CBS4’s Mike Cugno introduces us to a special group of students and volunteers.
From the water’s edge of Biscayne Bay, Shake-A-Leg Miami has been mentoring and educating children and young adults with both physical and mental disabilities for 25 years.
“We teach kids how to become self-reliant, become confident, how to work on the water and how to participate in various activities,” said Harry Horgan, co-founder and president of Shake-A-Leg Miami. “That transforms into improving their self-esteem and quality of life”
Horgan was paralyzed in a car accident in 1990 and started this program after participating in water activities inspired him to make a difference.
“Kids are growing up here. Parents are finding a place where their kid feels comfortable and can grow and can make friends,” he said. “We see ourselves as a not only a recreational place and learning center, but a laboratory where new ideas are explored and partnerships are formed.”
“That was the trick. Try to take water perspective activities, put them on perspective of on the job training without losing the concept of having a good time,” said outings coordinator Karis Starke.
When Cugno visited Shake-A-Leg, members of the WOW Center put on their life vests and hit the docks for a kayak and sailing lessons.
Shake-A-Leg and WOW – a state funded program – are setting out to teach adults communication and teamwork skills so that they can be placed in internship programs and ultimately the work force.
On this trip, volunteers and coordinators like Starke assisted a group of young adults with developmental disabilities ranging from ages 18 to 30.
“Where’s my chip? Right here! And what do I want on my chip? Water… dip.”
On the water they used relatable terms to teach them new skills.
“After the big show, what does the person decide to do on stage? They decide to do what? Bow. So what is the front of the boat called? Bow!”
From there the students take the reins, or in this case the rudder.
“We allow them to come out here and become limitless,” Starke said. “To get in the water and make these movements we take for granted every day.”
The mentors admit a day on the water is gratifying in itself. But passing on real world skills is the best part of all.

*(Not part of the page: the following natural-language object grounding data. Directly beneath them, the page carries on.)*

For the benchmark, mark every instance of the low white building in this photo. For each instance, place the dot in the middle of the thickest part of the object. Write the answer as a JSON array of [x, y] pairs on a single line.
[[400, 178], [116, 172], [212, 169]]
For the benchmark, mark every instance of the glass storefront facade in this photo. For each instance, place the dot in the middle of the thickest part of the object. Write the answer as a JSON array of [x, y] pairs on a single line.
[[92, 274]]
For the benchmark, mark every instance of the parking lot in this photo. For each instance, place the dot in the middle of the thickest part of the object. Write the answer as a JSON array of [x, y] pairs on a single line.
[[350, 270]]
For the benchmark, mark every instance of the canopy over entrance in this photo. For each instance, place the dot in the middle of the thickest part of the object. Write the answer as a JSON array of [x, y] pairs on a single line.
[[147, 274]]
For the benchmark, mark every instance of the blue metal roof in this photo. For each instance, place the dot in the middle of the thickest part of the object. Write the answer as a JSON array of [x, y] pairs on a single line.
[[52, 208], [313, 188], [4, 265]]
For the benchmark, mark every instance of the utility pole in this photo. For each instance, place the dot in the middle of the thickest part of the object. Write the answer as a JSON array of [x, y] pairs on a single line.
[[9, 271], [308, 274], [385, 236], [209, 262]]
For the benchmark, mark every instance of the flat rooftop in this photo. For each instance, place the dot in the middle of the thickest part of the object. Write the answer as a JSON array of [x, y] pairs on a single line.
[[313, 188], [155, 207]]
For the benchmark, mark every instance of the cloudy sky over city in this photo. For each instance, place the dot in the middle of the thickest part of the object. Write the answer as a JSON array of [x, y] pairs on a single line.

“For someone to succeed in life, for someone to get a job, for someone to have friends, it’s all about communications,” Horgan said. “It starts with a person feeling good about themselves. If you’re not feeling good about yourself, you become shy, reserved. You tend not to push yourself outside of your boundaries. So this whole environment is all about working with nature and Miami’s magic comes from Biscayne Bay. So what better way to help charge these kids up.”